Nowadays, Kika has morphed into an all-encompassing fashion label by making a name for itself in the industry of online shopping. However, despite Kika’s gains, Hady’s appetite for adventure is far from satiated. 

“When our online presence finally took off, I barely took time to celebrate, I immediately started planning the next steps,” Hady says. “I decided that for Kika to really reach its full potential, we needed to have a physical presence. So, I wanted to open a store but I also wanted to make sure it was unconventional. That’s when Habiba and I collided out of nowhere.”

A match made in retail and refreshment heaven, Cult and Kika both share a fondness for perfection and pink, a commonality that translated beautifully into the sleek and rose-coloured design of both spaces. With Cult occupying the bottom floor, and Kika welcoming guests right above it, the stores’ pops of pearl-white, smooth metallic surfaces and modern finishes make this two-storey container stand out from its surroundings. 

On par with the female-led story of KikaXCult, Hady’s mother, Rasha Omari, a certified interior designer and matriarch in her own right, aided upscale design studio yam² with the execution of the design of Kika’s upper-level store. For her, it was of vital importance that she “help out in any way” and now, after the unveiling of the final product, she “can’t believe how beautifully it turned out.” 

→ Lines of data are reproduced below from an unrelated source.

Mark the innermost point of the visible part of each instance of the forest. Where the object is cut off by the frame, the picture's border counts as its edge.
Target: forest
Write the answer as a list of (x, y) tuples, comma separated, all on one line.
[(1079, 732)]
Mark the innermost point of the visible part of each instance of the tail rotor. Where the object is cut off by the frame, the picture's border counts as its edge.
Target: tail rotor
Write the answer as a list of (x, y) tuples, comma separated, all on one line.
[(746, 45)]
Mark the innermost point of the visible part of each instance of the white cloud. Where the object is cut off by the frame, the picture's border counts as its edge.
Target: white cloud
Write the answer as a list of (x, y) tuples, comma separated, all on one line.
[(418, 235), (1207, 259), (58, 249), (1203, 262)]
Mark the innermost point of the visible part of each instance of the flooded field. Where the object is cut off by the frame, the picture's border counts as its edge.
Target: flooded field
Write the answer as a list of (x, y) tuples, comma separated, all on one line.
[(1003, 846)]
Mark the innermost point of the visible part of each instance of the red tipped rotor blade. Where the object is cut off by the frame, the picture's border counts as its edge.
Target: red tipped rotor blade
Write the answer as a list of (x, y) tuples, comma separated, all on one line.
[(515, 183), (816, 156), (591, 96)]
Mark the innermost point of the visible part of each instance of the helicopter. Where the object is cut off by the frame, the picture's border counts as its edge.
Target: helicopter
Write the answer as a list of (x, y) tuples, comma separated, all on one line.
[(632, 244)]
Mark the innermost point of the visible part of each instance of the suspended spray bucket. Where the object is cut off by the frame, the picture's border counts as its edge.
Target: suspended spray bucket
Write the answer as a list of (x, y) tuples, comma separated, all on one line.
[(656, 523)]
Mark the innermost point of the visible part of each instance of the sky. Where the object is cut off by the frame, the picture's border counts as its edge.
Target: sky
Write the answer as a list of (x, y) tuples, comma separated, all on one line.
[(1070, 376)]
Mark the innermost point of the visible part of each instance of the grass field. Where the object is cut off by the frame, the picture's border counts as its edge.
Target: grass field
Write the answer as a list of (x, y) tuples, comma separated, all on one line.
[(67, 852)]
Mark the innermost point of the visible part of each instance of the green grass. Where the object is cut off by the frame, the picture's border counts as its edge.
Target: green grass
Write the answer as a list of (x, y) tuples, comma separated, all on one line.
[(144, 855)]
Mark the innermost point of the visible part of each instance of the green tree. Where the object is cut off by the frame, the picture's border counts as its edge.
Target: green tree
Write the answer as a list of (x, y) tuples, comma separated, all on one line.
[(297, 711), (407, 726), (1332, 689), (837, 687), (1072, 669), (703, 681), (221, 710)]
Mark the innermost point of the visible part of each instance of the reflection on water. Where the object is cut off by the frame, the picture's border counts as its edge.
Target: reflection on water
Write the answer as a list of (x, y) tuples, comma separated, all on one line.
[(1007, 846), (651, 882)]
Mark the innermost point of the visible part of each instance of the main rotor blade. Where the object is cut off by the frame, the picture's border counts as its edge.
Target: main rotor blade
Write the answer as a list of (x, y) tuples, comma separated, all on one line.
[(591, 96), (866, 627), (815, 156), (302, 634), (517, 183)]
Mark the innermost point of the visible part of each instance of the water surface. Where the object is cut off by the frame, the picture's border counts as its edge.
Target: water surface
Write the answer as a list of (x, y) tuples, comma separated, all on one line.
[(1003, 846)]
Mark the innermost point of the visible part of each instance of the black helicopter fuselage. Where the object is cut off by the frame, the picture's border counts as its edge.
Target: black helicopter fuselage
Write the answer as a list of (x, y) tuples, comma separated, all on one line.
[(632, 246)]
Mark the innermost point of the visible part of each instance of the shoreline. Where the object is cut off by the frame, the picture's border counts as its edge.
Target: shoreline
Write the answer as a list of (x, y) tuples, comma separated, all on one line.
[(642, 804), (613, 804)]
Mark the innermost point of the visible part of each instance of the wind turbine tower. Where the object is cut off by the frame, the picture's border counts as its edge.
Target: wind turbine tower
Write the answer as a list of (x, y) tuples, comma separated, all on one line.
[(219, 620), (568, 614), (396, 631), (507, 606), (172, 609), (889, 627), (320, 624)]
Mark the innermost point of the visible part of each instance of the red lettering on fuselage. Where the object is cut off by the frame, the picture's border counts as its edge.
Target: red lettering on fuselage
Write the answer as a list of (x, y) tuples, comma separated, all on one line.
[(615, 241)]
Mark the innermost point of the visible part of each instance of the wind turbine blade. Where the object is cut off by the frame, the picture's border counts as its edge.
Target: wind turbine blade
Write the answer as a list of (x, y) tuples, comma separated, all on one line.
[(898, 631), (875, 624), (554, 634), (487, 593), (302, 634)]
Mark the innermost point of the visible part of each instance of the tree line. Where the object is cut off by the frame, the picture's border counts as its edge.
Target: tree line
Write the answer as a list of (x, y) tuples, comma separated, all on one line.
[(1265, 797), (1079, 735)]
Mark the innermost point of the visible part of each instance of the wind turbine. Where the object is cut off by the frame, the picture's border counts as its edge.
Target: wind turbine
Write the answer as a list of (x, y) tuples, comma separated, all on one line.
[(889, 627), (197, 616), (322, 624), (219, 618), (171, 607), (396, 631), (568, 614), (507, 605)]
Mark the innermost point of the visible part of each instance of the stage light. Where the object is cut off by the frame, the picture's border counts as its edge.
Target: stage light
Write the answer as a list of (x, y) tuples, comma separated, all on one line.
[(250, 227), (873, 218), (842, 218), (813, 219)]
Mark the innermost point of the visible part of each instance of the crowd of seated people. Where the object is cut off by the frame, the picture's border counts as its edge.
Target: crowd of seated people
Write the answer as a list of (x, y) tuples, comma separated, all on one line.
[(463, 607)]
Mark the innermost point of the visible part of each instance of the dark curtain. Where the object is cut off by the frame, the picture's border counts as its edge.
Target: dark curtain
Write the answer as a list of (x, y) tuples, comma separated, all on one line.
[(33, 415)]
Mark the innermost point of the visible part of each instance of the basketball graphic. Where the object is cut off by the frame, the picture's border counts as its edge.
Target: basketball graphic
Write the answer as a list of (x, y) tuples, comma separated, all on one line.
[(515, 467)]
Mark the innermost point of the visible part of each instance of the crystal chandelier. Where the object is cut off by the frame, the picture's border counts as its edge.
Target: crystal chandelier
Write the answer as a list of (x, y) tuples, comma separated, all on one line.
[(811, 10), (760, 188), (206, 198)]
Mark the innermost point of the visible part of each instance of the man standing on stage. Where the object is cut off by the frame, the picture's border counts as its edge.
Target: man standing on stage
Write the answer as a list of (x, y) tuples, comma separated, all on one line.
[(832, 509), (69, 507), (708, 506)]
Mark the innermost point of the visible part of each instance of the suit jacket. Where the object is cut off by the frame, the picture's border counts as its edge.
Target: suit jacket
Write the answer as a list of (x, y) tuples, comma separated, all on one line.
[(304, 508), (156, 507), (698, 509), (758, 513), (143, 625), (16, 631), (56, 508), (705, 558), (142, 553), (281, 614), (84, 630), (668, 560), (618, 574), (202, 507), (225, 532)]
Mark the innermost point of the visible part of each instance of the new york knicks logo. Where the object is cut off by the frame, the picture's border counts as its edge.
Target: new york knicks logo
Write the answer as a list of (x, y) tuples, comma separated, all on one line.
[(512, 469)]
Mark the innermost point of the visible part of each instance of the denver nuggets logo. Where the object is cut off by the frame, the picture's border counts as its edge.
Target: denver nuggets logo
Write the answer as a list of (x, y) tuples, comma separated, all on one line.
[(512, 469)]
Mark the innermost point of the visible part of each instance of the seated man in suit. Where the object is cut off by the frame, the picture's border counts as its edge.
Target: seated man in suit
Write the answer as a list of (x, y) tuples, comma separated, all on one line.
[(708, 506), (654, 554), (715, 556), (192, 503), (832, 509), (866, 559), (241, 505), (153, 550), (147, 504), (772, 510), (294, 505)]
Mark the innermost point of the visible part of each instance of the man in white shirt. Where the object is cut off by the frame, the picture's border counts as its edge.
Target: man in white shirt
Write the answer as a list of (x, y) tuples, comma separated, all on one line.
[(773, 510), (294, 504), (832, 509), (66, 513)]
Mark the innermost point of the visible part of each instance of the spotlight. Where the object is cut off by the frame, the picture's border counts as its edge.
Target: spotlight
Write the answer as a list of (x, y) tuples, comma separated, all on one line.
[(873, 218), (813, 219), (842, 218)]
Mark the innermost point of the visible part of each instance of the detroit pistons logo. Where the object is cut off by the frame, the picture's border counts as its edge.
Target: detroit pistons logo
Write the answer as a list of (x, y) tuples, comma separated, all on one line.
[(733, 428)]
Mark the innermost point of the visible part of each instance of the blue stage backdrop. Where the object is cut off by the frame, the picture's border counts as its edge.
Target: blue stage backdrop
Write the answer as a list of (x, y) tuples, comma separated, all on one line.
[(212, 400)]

“Ahmed Mady, Yasmine Abbassi and Nada Mansour did an incredible job,” Omari gushes to CairoScene. 

On top of the vibrant design, diverse guests, and glamorous garments, the launch party also featured fresh-out-of-the-oven buttery treats, morning yoga classes at the Cult Studio, a third industry waiting for this pairing to take it by storm, and DJ-spun tunes. 

Oh, and just as the devil wore Prada, so were the Cult members clad in Kika. 

If the KikaXCult launch party is anything to go by, it seems like this pairing is off to a powerful, palatable and, of course, pink start.